SPADE: State of the art in Image-to-Image Translation by Nvidia
New state of the art method for generating colored images from segmentation masks. It uses a GAN to learn to produce photorealistic images.
- What is Semantic Image Synthesis?
- New things in the paper
- How to train the model?
- SPADE
- How to resize segmentation map?
- SPADERes Block
- Generator
- Discriminator
- Loss function
- Weight Init
- Image Encoder
- Why Spectral Normalization?
- Resources
Link to implementation code, paper
To give motivation for this paper, see the demo released by Nvidia.
New things in the paper
SPADE paper introduces a new normalization technique called spatially-adaptive normalization. Earlier models used the seg map only at the input layer but as seg map was only available in one layer the information contained in the seg map washed away in the deeper layers. SPADE solves this problem. In SPADE, we give seg map as input to all the intermediate layers.
How to train the model?
Before getting into the details of the model, I would discuss how models are trained for a task like Semantic Image Synthesis.
The core idea behind the model training is a GAN. Why GAN is needed? Because whenever we want to generate something that looks photorealistic or more technically closer to the output images, we have to use GANs.
So for GAN we need three things 1) Generator 2) Discriminator 3) Loss Function. For the Generator, we need to input some random values. Now you can either take random normal values. But if you want your output image to resemble some other image i.e. take the style of some image and add it your output image, you will also need an image encoder which would provide the mean and variance values for the random Gaussian distribution.

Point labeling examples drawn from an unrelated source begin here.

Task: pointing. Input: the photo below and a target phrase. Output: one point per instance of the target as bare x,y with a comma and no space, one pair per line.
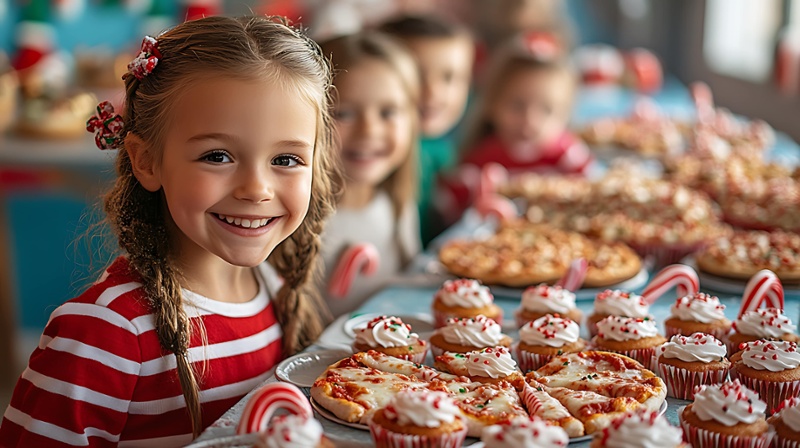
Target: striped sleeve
77,388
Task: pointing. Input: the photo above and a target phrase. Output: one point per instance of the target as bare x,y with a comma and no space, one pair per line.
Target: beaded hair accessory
147,59
108,127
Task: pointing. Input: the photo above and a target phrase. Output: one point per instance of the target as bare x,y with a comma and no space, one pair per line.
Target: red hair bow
107,126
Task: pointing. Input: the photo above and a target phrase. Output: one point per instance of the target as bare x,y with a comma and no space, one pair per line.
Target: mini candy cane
360,258
765,285
262,405
677,275
573,278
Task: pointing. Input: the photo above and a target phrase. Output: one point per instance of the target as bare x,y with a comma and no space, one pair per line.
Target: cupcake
294,431
488,365
546,337
635,337
771,368
686,362
766,323
418,418
390,336
462,335
698,313
616,303
464,298
787,424
725,415
524,433
545,299
639,428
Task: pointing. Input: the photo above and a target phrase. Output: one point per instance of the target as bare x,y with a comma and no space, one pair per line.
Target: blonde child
377,86
224,161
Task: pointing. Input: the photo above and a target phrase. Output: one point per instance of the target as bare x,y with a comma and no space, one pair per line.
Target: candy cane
262,405
573,278
677,275
765,285
360,258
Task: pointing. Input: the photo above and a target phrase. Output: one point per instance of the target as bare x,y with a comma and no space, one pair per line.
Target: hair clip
107,126
147,59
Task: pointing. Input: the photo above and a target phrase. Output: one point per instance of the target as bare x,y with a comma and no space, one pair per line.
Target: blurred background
59,57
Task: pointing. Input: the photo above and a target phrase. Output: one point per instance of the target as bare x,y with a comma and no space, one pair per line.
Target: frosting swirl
728,403
478,332
425,409
764,323
550,330
544,298
641,429
789,412
621,303
293,431
524,433
491,362
697,347
465,293
775,356
386,332
618,328
700,307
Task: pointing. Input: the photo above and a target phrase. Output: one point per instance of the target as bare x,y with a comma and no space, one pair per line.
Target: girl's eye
288,160
218,156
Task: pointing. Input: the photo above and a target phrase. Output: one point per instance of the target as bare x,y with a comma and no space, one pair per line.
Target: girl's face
532,108
375,120
236,169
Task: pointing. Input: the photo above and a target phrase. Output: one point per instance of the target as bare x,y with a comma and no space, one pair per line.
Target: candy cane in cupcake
262,406
361,259
673,276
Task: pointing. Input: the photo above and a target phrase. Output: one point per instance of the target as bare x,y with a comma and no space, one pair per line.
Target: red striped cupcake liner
681,382
771,392
384,438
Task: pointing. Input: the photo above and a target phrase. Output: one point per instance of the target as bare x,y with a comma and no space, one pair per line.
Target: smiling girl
377,84
224,161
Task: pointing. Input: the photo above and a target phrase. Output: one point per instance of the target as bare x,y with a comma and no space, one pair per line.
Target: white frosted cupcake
787,424
418,418
698,313
543,299
634,337
546,337
771,368
464,298
726,415
391,336
766,323
640,428
462,335
616,303
686,362
524,433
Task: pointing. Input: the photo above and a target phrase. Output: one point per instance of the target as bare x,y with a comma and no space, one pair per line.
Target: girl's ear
143,162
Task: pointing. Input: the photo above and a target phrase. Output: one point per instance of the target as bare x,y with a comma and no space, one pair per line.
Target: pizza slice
542,405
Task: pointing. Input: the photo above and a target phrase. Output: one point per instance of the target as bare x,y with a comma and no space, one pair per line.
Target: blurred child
445,54
377,86
224,161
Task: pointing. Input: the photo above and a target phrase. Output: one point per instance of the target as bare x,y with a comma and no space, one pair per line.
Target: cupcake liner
701,438
384,438
771,392
681,382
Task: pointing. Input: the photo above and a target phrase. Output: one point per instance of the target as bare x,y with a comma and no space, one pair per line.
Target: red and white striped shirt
100,378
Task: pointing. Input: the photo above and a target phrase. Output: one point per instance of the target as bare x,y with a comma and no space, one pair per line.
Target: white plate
632,284
304,368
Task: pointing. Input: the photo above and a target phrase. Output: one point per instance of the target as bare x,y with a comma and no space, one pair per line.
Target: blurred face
236,169
532,108
446,66
375,119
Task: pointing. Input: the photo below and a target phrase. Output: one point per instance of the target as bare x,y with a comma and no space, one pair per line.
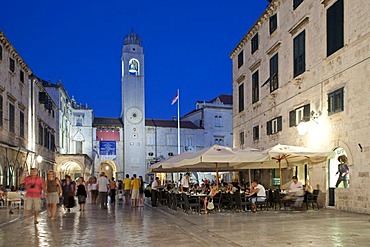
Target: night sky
186,45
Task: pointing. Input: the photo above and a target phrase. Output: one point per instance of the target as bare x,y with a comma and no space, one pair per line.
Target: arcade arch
109,168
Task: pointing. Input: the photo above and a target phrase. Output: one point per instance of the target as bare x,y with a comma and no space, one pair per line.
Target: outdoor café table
198,198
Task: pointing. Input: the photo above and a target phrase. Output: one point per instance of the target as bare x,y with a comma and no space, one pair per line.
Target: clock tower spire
133,105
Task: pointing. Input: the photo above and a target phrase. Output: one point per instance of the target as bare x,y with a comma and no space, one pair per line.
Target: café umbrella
285,154
216,158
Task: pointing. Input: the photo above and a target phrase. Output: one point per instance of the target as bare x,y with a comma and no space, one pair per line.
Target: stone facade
334,86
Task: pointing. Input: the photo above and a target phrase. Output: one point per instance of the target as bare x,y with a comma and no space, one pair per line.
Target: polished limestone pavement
122,225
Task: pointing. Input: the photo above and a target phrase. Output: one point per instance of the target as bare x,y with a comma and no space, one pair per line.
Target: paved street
124,226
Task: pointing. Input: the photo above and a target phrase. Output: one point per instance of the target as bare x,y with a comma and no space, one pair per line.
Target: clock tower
133,105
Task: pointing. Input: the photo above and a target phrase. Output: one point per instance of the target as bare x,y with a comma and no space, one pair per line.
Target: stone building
304,67
27,120
73,146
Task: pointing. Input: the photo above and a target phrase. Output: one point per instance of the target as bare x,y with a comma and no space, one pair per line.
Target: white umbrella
284,154
216,158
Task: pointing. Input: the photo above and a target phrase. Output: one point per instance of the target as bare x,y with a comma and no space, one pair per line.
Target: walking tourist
81,193
127,188
112,193
185,182
54,192
135,186
343,171
94,191
155,186
69,190
257,193
141,192
103,188
34,185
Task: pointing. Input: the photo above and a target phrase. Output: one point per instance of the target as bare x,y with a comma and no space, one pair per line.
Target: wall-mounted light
39,159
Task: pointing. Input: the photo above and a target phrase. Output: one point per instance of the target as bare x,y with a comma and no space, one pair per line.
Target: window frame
274,72
1,111
294,119
255,87
274,126
11,64
334,27
241,138
299,54
240,59
296,3
21,124
256,132
11,118
254,43
333,105
241,97
273,23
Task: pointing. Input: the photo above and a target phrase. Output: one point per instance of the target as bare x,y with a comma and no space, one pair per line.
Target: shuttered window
240,59
273,23
241,97
274,69
255,87
299,54
254,43
336,101
275,125
301,114
11,118
296,3
335,27
21,124
256,133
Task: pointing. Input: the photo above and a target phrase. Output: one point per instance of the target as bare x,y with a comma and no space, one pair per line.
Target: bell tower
133,105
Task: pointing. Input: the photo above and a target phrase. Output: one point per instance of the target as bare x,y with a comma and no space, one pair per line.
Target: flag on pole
175,98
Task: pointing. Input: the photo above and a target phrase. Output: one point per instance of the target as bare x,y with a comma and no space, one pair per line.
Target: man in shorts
135,186
127,188
34,185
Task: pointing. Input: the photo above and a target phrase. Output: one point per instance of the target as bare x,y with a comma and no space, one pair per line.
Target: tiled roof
101,121
227,99
170,124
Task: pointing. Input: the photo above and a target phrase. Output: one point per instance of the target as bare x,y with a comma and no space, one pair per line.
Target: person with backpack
343,171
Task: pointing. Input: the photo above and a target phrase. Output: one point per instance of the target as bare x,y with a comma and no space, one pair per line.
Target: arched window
133,67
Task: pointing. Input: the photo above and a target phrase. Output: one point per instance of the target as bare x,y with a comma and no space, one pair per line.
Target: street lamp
39,159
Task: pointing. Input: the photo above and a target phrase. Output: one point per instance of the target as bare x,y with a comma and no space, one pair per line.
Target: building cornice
14,53
270,10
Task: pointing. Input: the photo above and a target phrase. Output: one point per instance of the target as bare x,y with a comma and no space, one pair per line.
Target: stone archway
71,168
109,167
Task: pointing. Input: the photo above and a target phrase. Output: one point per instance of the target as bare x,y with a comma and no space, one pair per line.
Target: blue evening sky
186,45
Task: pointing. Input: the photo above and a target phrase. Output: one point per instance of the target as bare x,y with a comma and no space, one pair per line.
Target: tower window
133,67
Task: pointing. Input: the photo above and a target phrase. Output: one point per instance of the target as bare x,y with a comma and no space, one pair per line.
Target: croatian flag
175,98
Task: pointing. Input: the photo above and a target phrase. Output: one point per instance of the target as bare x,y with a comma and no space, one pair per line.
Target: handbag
210,205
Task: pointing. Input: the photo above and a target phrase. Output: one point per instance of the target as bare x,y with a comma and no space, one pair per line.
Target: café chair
312,199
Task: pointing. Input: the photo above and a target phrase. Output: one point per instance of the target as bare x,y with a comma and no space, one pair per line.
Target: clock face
134,115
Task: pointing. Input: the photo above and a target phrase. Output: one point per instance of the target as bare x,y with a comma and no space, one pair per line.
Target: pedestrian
185,183
112,192
34,185
135,186
88,187
127,188
94,191
343,171
81,193
69,190
103,188
54,192
141,192
155,186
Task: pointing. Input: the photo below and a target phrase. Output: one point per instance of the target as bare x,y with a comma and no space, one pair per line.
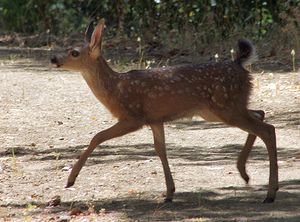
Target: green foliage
208,19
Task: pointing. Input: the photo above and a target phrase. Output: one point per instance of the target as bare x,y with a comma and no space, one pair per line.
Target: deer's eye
75,53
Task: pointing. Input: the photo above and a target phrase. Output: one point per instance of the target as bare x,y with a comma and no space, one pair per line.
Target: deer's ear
96,39
89,31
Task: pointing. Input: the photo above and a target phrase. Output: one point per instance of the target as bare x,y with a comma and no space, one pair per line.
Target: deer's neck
102,81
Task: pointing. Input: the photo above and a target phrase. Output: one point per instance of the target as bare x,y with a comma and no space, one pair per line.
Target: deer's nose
54,60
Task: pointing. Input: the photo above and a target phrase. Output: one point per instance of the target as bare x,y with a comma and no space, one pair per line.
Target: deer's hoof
69,184
269,200
168,200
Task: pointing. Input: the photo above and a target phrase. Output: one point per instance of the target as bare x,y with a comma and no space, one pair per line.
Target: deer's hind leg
247,122
160,148
244,154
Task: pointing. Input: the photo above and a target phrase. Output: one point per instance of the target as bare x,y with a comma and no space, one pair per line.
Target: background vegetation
180,22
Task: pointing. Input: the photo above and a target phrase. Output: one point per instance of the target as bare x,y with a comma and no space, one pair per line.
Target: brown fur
215,91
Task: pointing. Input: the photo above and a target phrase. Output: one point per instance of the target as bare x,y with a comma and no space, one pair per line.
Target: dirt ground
48,116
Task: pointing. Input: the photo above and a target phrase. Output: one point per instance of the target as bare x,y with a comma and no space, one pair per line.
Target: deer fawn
215,91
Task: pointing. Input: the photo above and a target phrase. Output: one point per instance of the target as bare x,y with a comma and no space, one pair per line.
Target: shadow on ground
236,203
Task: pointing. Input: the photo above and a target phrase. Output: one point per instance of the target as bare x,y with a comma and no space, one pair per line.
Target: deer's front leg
160,148
244,154
119,129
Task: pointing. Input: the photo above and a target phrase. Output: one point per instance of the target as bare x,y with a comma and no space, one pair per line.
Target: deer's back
168,93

For the loss function, we would use the loss function used in pix2pixHD paper with some modifications. Also, I would discuss this technique where we extract features from the VGG model and then compute loss function (perceptual loss).
How to resize segmentation map?
Every pixel value in your seg map corresponds to a class and you cannot introduce new pixel values. When we use the defaults in various libraries for resizing, we do some form of interpolation like linear, which can change up the pixel values and result in values that were not there before. To solve this problem, whenever you have to resize your segmentation map use ‘nearest’ as the upsampling or downsampling method.

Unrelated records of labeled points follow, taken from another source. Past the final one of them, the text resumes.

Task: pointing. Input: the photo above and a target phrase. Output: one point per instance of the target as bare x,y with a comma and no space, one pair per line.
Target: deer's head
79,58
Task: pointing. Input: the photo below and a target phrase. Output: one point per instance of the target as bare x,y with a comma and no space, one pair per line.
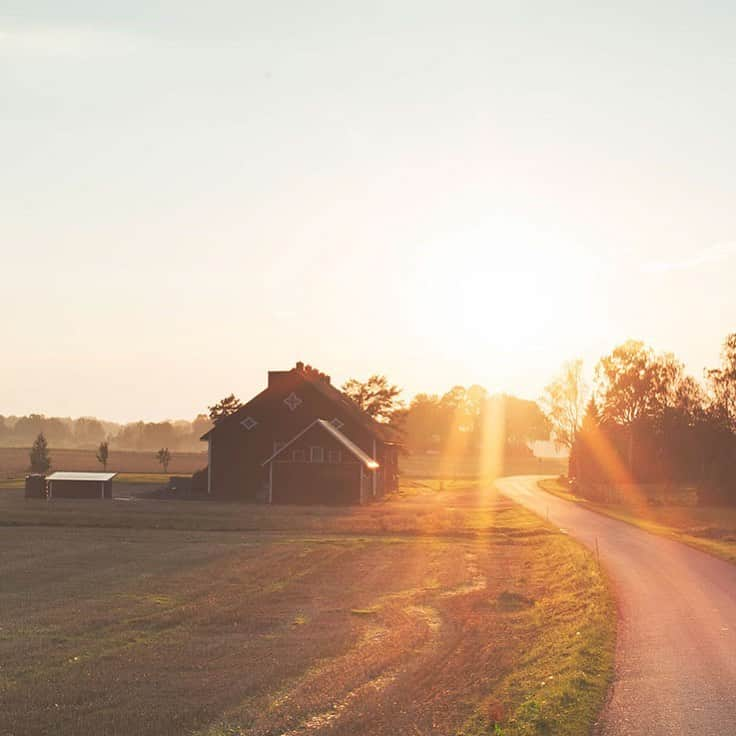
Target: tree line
89,432
645,421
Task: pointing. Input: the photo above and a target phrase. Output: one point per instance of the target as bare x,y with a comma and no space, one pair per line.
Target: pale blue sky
445,192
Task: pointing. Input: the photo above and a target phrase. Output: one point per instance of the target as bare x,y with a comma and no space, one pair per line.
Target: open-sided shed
64,484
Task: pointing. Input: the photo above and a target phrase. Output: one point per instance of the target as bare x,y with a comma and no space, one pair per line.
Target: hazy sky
455,192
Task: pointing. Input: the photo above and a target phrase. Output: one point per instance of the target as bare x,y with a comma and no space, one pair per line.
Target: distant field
709,528
14,461
453,612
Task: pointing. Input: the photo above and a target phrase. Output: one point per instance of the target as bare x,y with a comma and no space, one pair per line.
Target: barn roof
382,431
349,445
66,475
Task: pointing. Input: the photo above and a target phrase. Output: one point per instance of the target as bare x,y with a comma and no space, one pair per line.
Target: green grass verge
560,684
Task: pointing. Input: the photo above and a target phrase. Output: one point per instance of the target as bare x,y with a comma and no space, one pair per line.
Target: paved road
676,647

How we use it? Consider some layer in your model, you want to add the information from the segmentation map to the output of that layer. That will be done using SPADE.
SPADE first resizes your seg map to match the size of the features and then we apply a conv layer to the resized seg map to extract the features. To normalize our feature map, we first normalize our feature map using BatchNorm and then denormalize using the values we get from the seg map.
class SPADE(Module):
def __init__(self, args, k):
super().__init__()
num_filters = args.spade_filter
kernel_size = args.spade_kernel
self.conv = spectral_norm(Conv2d(1, num_filters, kernel_size=(kernel_size, kernel_size), padding=1))

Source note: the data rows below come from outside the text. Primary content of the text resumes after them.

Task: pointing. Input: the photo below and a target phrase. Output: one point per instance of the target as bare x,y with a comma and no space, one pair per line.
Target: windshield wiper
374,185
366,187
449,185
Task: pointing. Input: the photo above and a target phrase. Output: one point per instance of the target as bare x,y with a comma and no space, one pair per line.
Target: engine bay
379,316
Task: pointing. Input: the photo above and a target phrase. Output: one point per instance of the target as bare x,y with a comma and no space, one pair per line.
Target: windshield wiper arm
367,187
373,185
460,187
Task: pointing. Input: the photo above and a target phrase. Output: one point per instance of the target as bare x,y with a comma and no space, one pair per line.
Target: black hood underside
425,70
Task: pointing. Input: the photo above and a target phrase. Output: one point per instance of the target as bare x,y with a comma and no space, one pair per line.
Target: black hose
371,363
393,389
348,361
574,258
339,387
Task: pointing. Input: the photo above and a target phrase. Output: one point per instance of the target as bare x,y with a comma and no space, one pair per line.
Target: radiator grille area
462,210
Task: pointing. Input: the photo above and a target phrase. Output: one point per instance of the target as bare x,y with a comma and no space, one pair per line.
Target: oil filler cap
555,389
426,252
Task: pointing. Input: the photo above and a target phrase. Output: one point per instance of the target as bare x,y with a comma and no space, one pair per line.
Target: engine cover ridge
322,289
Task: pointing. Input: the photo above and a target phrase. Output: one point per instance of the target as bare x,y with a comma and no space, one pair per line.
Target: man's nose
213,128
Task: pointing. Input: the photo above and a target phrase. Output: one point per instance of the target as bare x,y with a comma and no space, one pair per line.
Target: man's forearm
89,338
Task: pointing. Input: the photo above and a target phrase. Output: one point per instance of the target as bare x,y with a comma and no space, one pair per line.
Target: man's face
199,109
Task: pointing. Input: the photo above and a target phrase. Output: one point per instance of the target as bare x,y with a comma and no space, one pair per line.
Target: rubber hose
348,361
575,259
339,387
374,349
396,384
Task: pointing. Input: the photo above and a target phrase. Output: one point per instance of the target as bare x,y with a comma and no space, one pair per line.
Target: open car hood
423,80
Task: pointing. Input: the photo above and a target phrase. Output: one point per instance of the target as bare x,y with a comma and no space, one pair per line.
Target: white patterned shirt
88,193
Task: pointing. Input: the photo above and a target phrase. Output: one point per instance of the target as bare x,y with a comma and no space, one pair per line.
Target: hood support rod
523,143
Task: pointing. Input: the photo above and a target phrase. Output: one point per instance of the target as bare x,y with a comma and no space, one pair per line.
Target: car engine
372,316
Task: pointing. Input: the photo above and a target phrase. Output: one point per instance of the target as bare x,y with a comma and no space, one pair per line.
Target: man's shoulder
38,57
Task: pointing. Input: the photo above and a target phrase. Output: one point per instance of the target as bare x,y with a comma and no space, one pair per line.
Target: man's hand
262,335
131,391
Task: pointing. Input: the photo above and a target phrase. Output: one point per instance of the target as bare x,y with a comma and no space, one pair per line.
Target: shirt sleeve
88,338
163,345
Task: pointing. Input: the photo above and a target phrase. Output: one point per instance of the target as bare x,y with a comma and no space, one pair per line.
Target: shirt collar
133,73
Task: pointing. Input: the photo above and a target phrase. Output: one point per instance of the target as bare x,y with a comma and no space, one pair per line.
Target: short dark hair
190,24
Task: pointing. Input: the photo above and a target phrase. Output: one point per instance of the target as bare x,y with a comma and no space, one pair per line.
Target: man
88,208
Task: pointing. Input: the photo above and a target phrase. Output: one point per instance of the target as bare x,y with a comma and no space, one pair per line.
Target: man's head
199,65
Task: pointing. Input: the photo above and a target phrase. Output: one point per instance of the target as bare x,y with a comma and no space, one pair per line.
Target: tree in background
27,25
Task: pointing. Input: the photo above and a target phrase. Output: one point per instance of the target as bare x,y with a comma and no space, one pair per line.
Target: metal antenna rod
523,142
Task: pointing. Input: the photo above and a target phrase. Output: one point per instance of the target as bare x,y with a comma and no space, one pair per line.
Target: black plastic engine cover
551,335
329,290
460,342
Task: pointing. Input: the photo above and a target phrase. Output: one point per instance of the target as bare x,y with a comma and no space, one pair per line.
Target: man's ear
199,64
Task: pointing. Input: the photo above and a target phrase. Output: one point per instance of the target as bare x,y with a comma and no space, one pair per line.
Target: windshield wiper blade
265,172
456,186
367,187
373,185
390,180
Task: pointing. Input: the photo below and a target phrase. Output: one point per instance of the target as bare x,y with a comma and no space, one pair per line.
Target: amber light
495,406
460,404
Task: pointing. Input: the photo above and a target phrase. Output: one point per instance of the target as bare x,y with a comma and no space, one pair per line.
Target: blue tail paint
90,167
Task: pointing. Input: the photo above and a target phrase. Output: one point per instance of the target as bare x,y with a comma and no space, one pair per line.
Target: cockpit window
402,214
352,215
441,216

self.conv_gamma = spectral_norm(Conv2d(num_filters, k, kernel_size=(kernel_size, kernel_size), padding=1))
self.conv_beta = spectral_norm(Conv2d(num_filters, k, kernel_size=(kernel_size, kernel_size), padding=1))
def forward(self, x, seg):
N, C, H, W = x.size()
sum_channel = torch.sum(x.reshape(N, C, H*W), dim=-1)
mean = sum_channel / (N*H*W)
std = torch.sqrt((sum_channel**2 - mean**2) / (N*H*W))
mean = torch.unsqueeze(torch.unsqueeze(mean, -1), -1)
std = torch.unsqueeze(torch.unsqueeze(std, -1), -1)
x = (x - mean) / std
seg = F.interpolate(seg, size=(H,W), mode='nearest')
seg = relu(self.conv(seg))
seg_gamma = self.conv_gamma(seg)
seg_beta = self.conv_beta(seg)
x = torch.matmul(seg_gamma, x) + seg_beta
return x
The idea is simple we are just extending the ResNet block. The skip-connection is important as it allows for training of deeper networks and we do not have to suffer from problems of vanishing gradients.
class SPADEResBlk(Module):
def __init__(self, args, k, skip=False):
super().__init__()
kernel_size = args.spade_resblk_kernel
self.skip = skip
if self.skip:
self.spade1 = SPADE(args, 2*k)
self.conv1 = Conv2d(2*k, k, kernel_size=(kernel_size, kernel_size), padding=1, bias=False)
self.spade_skip = SPADE(args, 2*k)
self.conv_skip = Conv2d(2*k, k, kernel_size=(kernel_size, kernel_size), padding=1, bias=False)
else:
self.spade1 = SPADE(args, k)
self.conv1 = Conv2d(k, k, kernel_size=(kernel_size, kernel_size), padding=1, bias=False)
self.spade2 = SPADE(args, k)
self.conv2 = Conv2d(k, k, kernel_size=(kernel_size, kernel_size), padding=1, bias=False)
def forward(self, x, seg):
x_skip = x
x = relu(self.spade1(x, seg))
x = self.conv1(x)
x = relu(self.spade2(x, seg))
x = self.conv2(x)
if self.skip:
x_skip = relu(self.spade_skip(x_skip, seg))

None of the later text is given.